In the early days of the space race, scientists were uncertain about the conditions in space. There were a lot of unanswered questions:
- Could humans survive the g-force of entry and reentry?
- Would the human body withstand the stress of a prolonged space trip?
- How would the body readjust to Earth’s gravity?
Bioastronautics specialists figured that the road to these answers was simply to send various creatures into orbit and observe the results. Unfortunately, almost all animals sent into space died from the stress. But their sacrifice led to the first human spacewalk, the first feet on the moon, and the development of the ISS.
What Kind of Creatures Got Tickets to Space?
While Laika was the first dog in space, she was followed by:
- 32 monkeys and apes (Ham was the first chimp in space)
- Small mammals like dogs, cats, guinea pigs, and rabbits (Félicette was the first cat in space)
- Mice and rats
- Frogs, turtles, newts, and geckos
- Insects and arachnids (ants, fruit flies, orb spiders, etc.)
While no adult birds were brought to space, the American flight Discovery STS-29 took 32 chicken embryos into space.
Once scientists had a substantial amount of data about the effects of space on the body, they became interested in unborn creatures.
In addition to the countless live animals sent into orbit, scientists have sent quail and frog eggs into space, as well as the seeds for potatoes, cottonseed, and rapeseed.
But new studies have shown that certain animals have the capacity to breathe with much lower levels of oxygen than previously observed, which is obviously a plus when it comes to space travel.
Discovery of Intestine Breathing in Pigs and Rodents
A new study published in the medical journal Med presents the findings of how oxygenated liquid given to the intestines supported two mammals in respiratory failure.
Both pigs and mice were able to survive environments with critically-low oxygen levels because of oxygen tubes inserted through their rectums to reach the intestines.
Kind of absurd, right?
Well, scientists have known about non-lung respiratory functions for a while. Sea cucumbers and some freshwater catfish, for example, use their intestines to process oxygen. But until now, no mammals have been known to possess such abilities.
What does intestinal breathing in these mammals mean for humans? And what does it mean for the future of animal testing in space?
Medical Benefits of Non-Lung Breathing
The researchers who found the intestinal breathing capabilities of pigs, rats, and mice stated that the discovery might be used in the future to help human patients in respiratory failure.
75% of mice that were given the intestinal liquid ventilation system survived for almost an hour in oxygen-deficient environments, and in non-lethal oxygen-deficient environments, mice with the intestinal liquid ventilation were more active than mice without.
It’s still unclear whether or not humans have the same intestinal breathing abilities, but Takanori Takebe, head researcher of the project, said that “The level of arterial oxygenation provided by our ventilation system, if scaled for human application, is likely sufficient to treat patients with severe respiratory failure, potentially providing life-saving oxygenation.”
In the current medical climate, such a device might remedy the lack of ventilators for COVID-19 patients.
Thinking Outside the Box
As science fiction enthusiasts, we like to take real-world discoveries and bend them a little. In this case, the finding of intestinal breathing sparks questions about a functional use for it in the vacuum of space (or at least, in a space station).

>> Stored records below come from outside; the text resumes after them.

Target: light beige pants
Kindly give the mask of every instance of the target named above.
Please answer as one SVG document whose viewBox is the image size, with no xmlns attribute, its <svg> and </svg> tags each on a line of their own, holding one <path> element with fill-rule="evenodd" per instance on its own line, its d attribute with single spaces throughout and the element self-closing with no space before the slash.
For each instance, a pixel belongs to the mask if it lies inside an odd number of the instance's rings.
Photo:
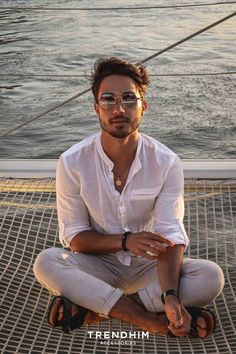
<svg viewBox="0 0 236 354">
<path fill-rule="evenodd" d="M 156 264 L 156 260 L 133 257 L 126 266 L 115 254 L 94 256 L 50 248 L 38 255 L 34 273 L 52 294 L 107 316 L 123 294 L 136 292 L 148 311 L 163 311 Z M 184 259 L 179 289 L 184 306 L 209 304 L 223 286 L 223 272 L 217 264 Z"/>
</svg>

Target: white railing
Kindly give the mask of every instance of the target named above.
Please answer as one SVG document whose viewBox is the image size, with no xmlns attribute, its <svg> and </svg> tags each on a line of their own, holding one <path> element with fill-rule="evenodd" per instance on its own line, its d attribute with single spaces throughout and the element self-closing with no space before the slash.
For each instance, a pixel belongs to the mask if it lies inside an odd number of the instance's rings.
<svg viewBox="0 0 236 354">
<path fill-rule="evenodd" d="M 57 160 L 0 159 L 0 177 L 55 177 Z M 236 159 L 182 160 L 185 178 L 236 178 Z"/>
</svg>

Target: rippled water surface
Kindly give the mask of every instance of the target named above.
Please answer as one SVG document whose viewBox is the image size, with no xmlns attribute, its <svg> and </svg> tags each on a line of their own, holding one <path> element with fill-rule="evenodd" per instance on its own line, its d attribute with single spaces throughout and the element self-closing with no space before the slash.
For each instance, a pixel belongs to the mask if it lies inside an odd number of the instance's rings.
<svg viewBox="0 0 236 354">
<path fill-rule="evenodd" d="M 84 74 L 97 57 L 137 62 L 236 10 L 236 4 L 226 3 L 121 9 L 182 4 L 1 1 L 1 132 L 87 88 Z M 181 158 L 236 156 L 235 29 L 236 17 L 147 63 L 152 75 L 149 111 L 141 130 Z M 0 158 L 57 158 L 97 129 L 93 98 L 87 94 L 2 138 Z"/>
</svg>

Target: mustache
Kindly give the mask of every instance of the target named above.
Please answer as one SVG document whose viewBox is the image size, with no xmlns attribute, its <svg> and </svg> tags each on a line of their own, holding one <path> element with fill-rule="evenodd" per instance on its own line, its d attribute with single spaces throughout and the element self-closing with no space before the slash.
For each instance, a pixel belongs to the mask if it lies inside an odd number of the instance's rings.
<svg viewBox="0 0 236 354">
<path fill-rule="evenodd" d="M 130 122 L 130 118 L 123 115 L 117 115 L 109 119 L 109 123 L 117 123 L 117 122 Z"/>
</svg>

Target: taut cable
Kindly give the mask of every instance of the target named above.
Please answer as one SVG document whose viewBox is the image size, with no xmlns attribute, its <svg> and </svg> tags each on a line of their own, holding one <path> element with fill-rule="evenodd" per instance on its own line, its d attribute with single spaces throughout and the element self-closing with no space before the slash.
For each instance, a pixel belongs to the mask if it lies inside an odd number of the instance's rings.
<svg viewBox="0 0 236 354">
<path fill-rule="evenodd" d="M 199 31 L 197 31 L 197 32 L 194 32 L 193 34 L 190 34 L 189 36 L 187 36 L 187 37 L 181 39 L 180 41 L 175 42 L 174 44 L 169 45 L 168 47 L 166 47 L 166 48 L 160 50 L 159 52 L 157 52 L 157 53 L 155 53 L 155 54 L 152 54 L 152 55 L 150 55 L 149 57 L 147 57 L 147 58 L 145 58 L 145 59 L 139 61 L 138 63 L 136 63 L 136 65 L 141 65 L 141 64 L 146 63 L 147 61 L 149 61 L 149 60 L 151 60 L 151 59 L 157 57 L 158 55 L 160 55 L 160 54 L 162 54 L 162 53 L 167 52 L 168 50 L 170 50 L 170 49 L 172 49 L 172 48 L 174 48 L 174 47 L 177 47 L 178 45 L 180 45 L 180 44 L 182 44 L 182 43 L 188 41 L 189 39 L 191 39 L 191 38 L 193 38 L 193 37 L 198 36 L 199 34 L 201 34 L 201 33 L 205 32 L 205 31 L 209 30 L 210 28 L 212 28 L 212 27 L 214 27 L 214 26 L 217 26 L 217 25 L 219 25 L 220 23 L 222 23 L 222 22 L 224 22 L 224 21 L 229 20 L 231 17 L 233 17 L 233 16 L 235 16 L 235 15 L 236 15 L 236 12 L 233 12 L 232 14 L 230 14 L 230 15 L 228 15 L 228 16 L 226 16 L 226 17 L 221 18 L 220 20 L 218 20 L 218 21 L 216 21 L 216 22 L 210 24 L 209 26 L 206 26 L 206 27 L 202 28 L 201 30 L 199 30 Z"/>
<path fill-rule="evenodd" d="M 189 36 L 187 36 L 187 37 L 181 39 L 180 41 L 175 42 L 174 44 L 171 44 L 171 45 L 169 45 L 168 47 L 166 47 L 166 48 L 164 48 L 164 49 L 162 49 L 162 50 L 160 50 L 160 51 L 154 53 L 153 55 L 150 55 L 149 57 L 147 57 L 147 58 L 145 58 L 145 59 L 143 59 L 143 60 L 137 62 L 135 65 L 142 65 L 142 64 L 146 63 L 147 61 L 149 61 L 149 60 L 151 60 L 151 59 L 157 57 L 158 55 L 169 51 L 170 49 L 172 49 L 172 48 L 174 48 L 174 47 L 176 47 L 176 46 L 178 46 L 178 45 L 180 45 L 180 44 L 182 44 L 182 43 L 184 43 L 184 42 L 190 40 L 191 38 L 193 38 L 193 37 L 195 37 L 195 36 L 198 36 L 199 34 L 201 34 L 201 33 L 205 32 L 205 31 L 207 31 L 208 29 L 210 29 L 210 28 L 212 28 L 212 27 L 214 27 L 214 26 L 217 26 L 217 25 L 219 25 L 220 23 L 222 23 L 222 22 L 224 22 L 224 21 L 227 21 L 228 19 L 230 19 L 231 17 L 233 17 L 233 16 L 235 16 L 235 15 L 236 15 L 236 12 L 233 12 L 233 13 L 231 13 L 230 15 L 228 15 L 228 16 L 226 16 L 226 17 L 223 17 L 223 18 L 221 18 L 220 20 L 218 20 L 218 21 L 216 21 L 216 22 L 210 24 L 209 26 L 204 27 L 204 28 L 202 28 L 201 30 L 199 30 L 199 31 L 197 31 L 197 32 L 194 32 L 193 34 L 191 34 L 191 35 L 189 35 Z M 50 113 L 50 112 L 56 110 L 57 108 L 64 106 L 65 104 L 67 104 L 67 103 L 71 102 L 72 100 L 74 100 L 74 99 L 76 99 L 76 98 L 78 98 L 78 97 L 84 95 L 85 93 L 89 92 L 90 90 L 91 90 L 91 88 L 88 88 L 88 89 L 86 89 L 86 90 L 84 90 L 84 91 L 81 91 L 81 92 L 77 93 L 76 95 L 74 95 L 74 96 L 68 98 L 67 100 L 65 100 L 65 101 L 63 101 L 63 102 L 57 104 L 56 106 L 53 106 L 53 107 L 49 108 L 47 111 L 45 111 L 45 112 L 43 112 L 43 113 L 40 113 L 39 115 L 37 115 L 37 116 L 35 116 L 35 117 L 32 117 L 32 118 L 26 120 L 25 122 L 16 125 L 15 127 L 11 128 L 11 129 L 5 131 L 3 134 L 1 134 L 1 135 L 0 135 L 0 138 L 3 138 L 4 136 L 6 136 L 6 135 L 12 133 L 13 131 L 22 128 L 22 127 L 25 126 L 26 124 L 28 124 L 28 123 L 30 123 L 30 122 L 33 122 L 34 120 L 36 120 L 36 119 L 38 119 L 38 118 L 40 118 L 40 117 L 43 117 L 44 115 L 46 115 L 46 114 L 48 114 L 48 113 Z"/>
<path fill-rule="evenodd" d="M 183 5 L 151 5 L 151 6 L 119 6 L 119 7 L 51 7 L 51 6 L 0 6 L 0 10 L 21 10 L 21 11 L 132 11 L 152 9 L 176 9 L 189 7 L 233 5 L 236 1 L 216 1 L 201 4 Z"/>
<path fill-rule="evenodd" d="M 26 124 L 28 124 L 30 122 L 33 122 L 34 120 L 36 120 L 36 119 L 38 119 L 40 117 L 45 116 L 46 114 L 56 110 L 57 108 L 59 108 L 61 106 L 64 106 L 66 103 L 69 103 L 70 101 L 74 100 L 75 98 L 78 98 L 78 97 L 84 95 L 85 93 L 89 92 L 90 90 L 91 90 L 91 88 L 88 88 L 88 89 L 86 89 L 84 91 L 81 91 L 81 92 L 77 93 L 76 95 L 68 98 L 67 100 L 65 100 L 65 101 L 63 101 L 61 103 L 58 103 L 56 106 L 53 106 L 53 107 L 49 108 L 47 111 L 42 112 L 42 113 L 38 114 L 37 116 L 32 117 L 32 118 L 26 120 L 25 122 L 16 125 L 14 128 L 11 128 L 11 129 L 7 130 L 5 133 L 1 134 L 0 138 L 3 138 L 4 136 L 8 135 L 9 133 L 14 132 L 17 129 L 22 128 L 24 125 L 26 125 Z"/>
</svg>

Picture this: you’re on a spaceship in deep space, life support systems are failing and your friend is badly wounded. Oxygen is a precious commodity and you’re already running low. You have to keep your friend alive until backup arrives.

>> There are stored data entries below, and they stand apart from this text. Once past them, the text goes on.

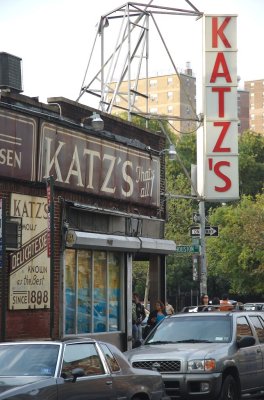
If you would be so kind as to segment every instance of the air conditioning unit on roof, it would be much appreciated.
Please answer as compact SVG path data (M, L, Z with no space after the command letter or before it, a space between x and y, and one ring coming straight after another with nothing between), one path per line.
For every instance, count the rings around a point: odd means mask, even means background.
M12 54L0 52L0 89L9 89L12 92L21 93L22 59Z

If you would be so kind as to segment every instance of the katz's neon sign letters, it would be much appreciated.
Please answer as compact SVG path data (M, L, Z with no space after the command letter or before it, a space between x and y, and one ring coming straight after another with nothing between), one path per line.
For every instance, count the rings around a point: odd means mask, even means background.
M204 132L198 141L198 191L211 201L239 197L236 19L204 16Z

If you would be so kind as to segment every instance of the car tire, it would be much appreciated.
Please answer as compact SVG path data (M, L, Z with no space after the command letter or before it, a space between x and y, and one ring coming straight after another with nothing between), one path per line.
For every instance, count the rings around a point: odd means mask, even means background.
M225 377L219 400L239 400L238 385L232 375Z

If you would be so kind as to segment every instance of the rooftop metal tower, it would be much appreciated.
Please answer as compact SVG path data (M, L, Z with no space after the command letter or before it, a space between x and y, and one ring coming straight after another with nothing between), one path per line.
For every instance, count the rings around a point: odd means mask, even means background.
M85 94L96 96L99 98L98 109L111 114L113 107L117 107L116 98L119 96L126 101L127 108L123 107L122 109L127 111L129 121L133 114L143 115L147 119L151 118L147 112L142 113L141 110L137 109L135 104L136 96L142 96L146 102L146 110L148 110L150 23L151 27L153 25L156 29L171 66L180 79L180 74L167 48L155 16L182 15L196 17L196 19L202 16L203 13L189 0L184 1L187 9L153 5L153 0L149 1L148 4L128 2L101 16L77 102ZM119 29L116 29L115 43L113 40L114 35L111 33L112 42L110 45L113 46L113 50L110 51L109 55L106 55L106 50L109 52L110 48L109 44L106 45L106 40L109 39L110 35L105 30L109 27L110 22L112 26L112 20L118 20L120 26ZM99 54L98 51L96 52L97 42L99 42L100 47ZM98 57L100 58L99 70L94 75L91 75L90 70L96 64L94 60L98 63ZM93 77L88 80L89 75ZM137 83L140 77L146 80L144 93L142 91L139 93L137 90ZM133 80L133 85L131 80ZM123 81L126 81L128 86L126 91L121 92L120 86ZM166 118L166 116L162 116L162 118ZM168 118L173 119L171 115ZM175 116L175 118L179 118L179 116Z

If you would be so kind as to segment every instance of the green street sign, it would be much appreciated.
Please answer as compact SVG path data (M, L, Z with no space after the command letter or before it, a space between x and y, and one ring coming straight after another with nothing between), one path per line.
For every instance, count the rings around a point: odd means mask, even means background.
M199 253L200 247L198 245L179 245L176 246L176 253Z
M199 237L192 237L192 244L194 246L200 246L201 245L201 239Z

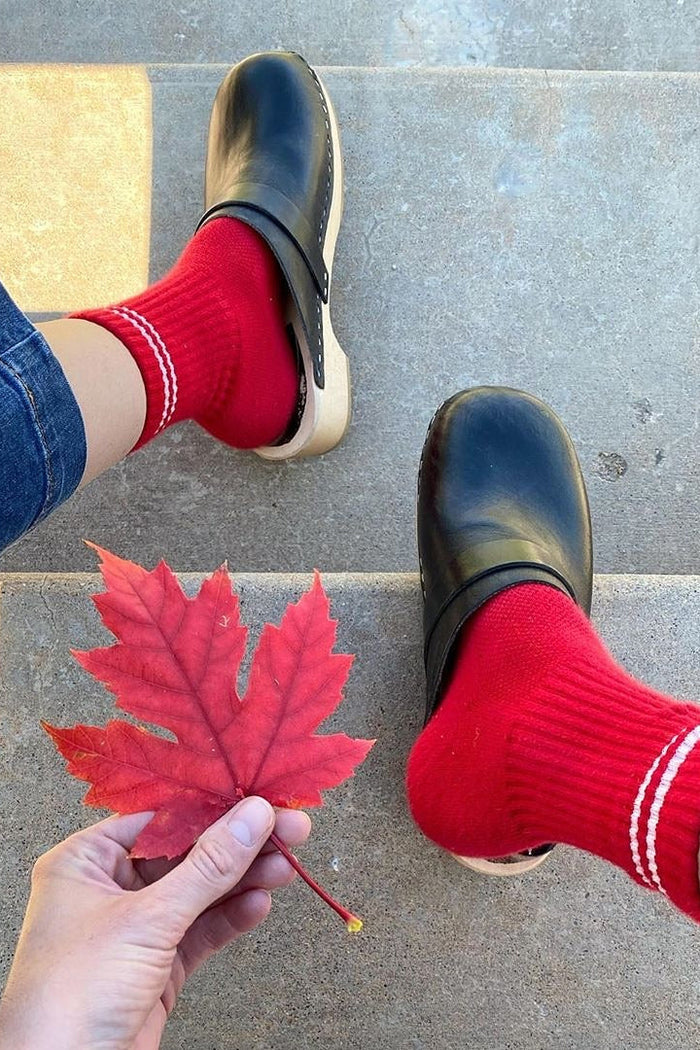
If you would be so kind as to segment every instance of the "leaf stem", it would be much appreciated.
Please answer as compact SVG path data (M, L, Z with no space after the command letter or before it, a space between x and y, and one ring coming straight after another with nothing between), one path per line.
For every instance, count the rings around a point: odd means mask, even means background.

The intestinal liquid ventilation system can support your friend’s respiratory function while not consuming valuable oxygen gas. You’re able to keep him stable until rescue arrives.

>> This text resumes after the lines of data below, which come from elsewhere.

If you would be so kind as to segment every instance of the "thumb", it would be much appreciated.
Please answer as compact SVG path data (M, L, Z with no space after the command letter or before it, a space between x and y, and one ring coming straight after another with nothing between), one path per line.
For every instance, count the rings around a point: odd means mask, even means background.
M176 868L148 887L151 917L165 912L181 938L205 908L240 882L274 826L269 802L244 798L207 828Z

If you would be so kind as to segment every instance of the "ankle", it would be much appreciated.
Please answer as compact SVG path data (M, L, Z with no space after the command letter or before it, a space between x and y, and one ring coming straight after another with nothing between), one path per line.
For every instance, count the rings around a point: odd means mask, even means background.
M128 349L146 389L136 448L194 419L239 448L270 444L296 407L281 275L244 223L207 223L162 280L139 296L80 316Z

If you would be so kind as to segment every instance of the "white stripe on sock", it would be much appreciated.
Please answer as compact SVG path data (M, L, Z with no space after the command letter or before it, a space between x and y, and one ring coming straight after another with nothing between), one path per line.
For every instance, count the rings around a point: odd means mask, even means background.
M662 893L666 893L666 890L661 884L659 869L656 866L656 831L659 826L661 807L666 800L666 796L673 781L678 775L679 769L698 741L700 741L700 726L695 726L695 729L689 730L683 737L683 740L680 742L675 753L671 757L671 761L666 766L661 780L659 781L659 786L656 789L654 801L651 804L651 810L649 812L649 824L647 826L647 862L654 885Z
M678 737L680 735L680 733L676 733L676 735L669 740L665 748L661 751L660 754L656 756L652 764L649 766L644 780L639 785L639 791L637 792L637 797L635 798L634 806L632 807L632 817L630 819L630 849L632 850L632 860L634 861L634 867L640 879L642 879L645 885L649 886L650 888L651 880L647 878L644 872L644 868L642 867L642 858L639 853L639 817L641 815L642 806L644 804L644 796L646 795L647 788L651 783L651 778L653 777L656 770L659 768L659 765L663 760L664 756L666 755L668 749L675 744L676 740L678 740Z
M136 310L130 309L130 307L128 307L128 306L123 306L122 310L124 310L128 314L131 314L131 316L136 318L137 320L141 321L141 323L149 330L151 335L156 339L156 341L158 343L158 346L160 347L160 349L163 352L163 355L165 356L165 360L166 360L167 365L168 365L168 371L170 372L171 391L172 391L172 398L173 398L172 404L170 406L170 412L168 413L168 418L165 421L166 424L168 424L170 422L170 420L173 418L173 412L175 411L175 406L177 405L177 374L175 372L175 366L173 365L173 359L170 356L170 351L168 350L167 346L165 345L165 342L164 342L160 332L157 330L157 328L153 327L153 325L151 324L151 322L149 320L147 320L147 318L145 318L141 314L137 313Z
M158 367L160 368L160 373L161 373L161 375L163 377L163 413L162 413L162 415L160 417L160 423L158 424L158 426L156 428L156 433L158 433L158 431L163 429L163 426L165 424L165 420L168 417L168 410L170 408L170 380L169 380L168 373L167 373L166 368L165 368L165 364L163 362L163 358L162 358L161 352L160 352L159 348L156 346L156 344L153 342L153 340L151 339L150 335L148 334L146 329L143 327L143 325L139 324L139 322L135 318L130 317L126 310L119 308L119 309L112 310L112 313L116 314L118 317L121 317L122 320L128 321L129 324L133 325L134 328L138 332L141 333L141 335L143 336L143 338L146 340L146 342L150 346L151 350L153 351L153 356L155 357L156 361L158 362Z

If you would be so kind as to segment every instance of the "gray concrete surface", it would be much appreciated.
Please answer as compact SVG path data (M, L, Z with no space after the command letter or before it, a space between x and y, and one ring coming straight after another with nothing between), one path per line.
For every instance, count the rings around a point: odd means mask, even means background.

While not the most realistic scenario, it’s perfectly feasible that in the future, intestinal liquid ventilation will be used to life-saving effect, not just on Earth, but in space too.
And who knows, maybe pigs and mice will be sent into orbit to test the ILV system before it’s approved for human use. While many of the animals sent to space lost their lives, their sacrifice made modern space exploration possible, and will continue to advance our trek beyond Earth.